As a mother of a child with disabilities, I would expect the school that I'm sending her to to follow state guidelines with background checks for the constuction workers, or any workers, doing business on the property and pass them. Don't get me wrong, I know some felons who have done their time deserve to apply for jobs, but some of those felons do not belong near children. In the following article there is mention of felons who I feel do not deserve to work in this kind of atmosphere. I think the school should be sanctioned in some way. These school officials have the obligation and responsibility to protect our children 100% of the time that they spend in their establishments.
School for deaf and blind allowed felons to work on campus
POSTED: 8:10 p.m. EDT, March 25, 2007
ST. AUGUSTINE, Florida (AP) -- The Florida School for the Deaf and the Blind allowed felons to work on campus construction jobs during the past two years, according to interviews and documents.
Many of the workers were allowed on campus even though they had failed background checks, school employees complained.
The felons included a man convicted of domestic battery and selling cocaine; a man convicted of aggravated assault; and a man convicted of offenses including trafficking in hallucinogens, battery on his spouse and domestic violence, The St. Augustine Record reported Sunday.
Current and former staff members started complaining to school and state officials about nine months ago, saying school officials didn't show concern for student safety, the newspaper said.
School president Elmer Dillingham said he believes the administration made acceptable decisions. He said the felons were supervised by a full-time off-duty police officer and only hired because the school could not find a felon-free construction crew to work on emergency construction projects.
"I don't think, if you go to any public school in this state, that you'll find a better security system," he said.
School districts are required by the 2005 Jessica Lunsford Act to run background checks on workers and most visitors. The checks include a search of crime databases and a fingerprint scan.

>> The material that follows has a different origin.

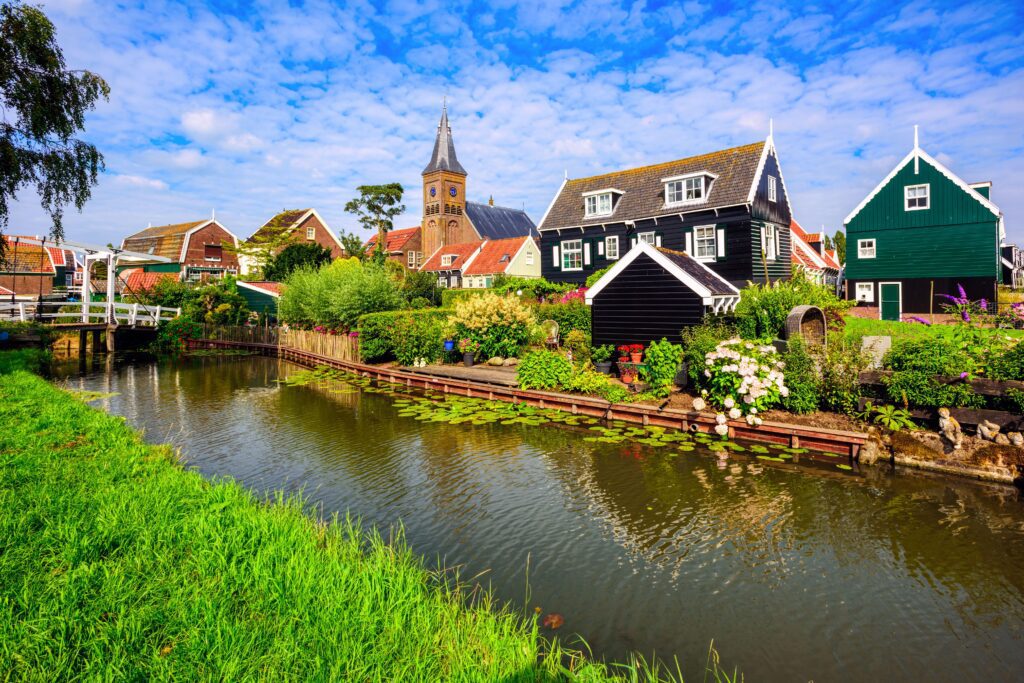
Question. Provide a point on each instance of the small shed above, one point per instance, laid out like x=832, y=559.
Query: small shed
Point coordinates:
x=652, y=293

The law was named for 9-year-old Jessica Lunsford, who was taken from her bedroom and found buried just yards from her home. A convicted sex offender was sentenced to death for her killing.
The newspaper reported former school Police Department employee Howard Jones wrote a then-anonymous letter complaining about the felons to school officials in May 2006. He also sent it to state officials, who asked the school's board of trustees' chairwoman about the felons.
The security problems "deal primarily with the admissions to campus of contract and construction workers for ... numerous projects that ... occur every year on different areas of the campus," Jones wrote in the letter.
Jones was still working with the campus police force when he wrote the letter.
There was no immediate response Sunday to calls seeking comment from the Florida School for the Deaf and the Blind and the Florida Department of Education.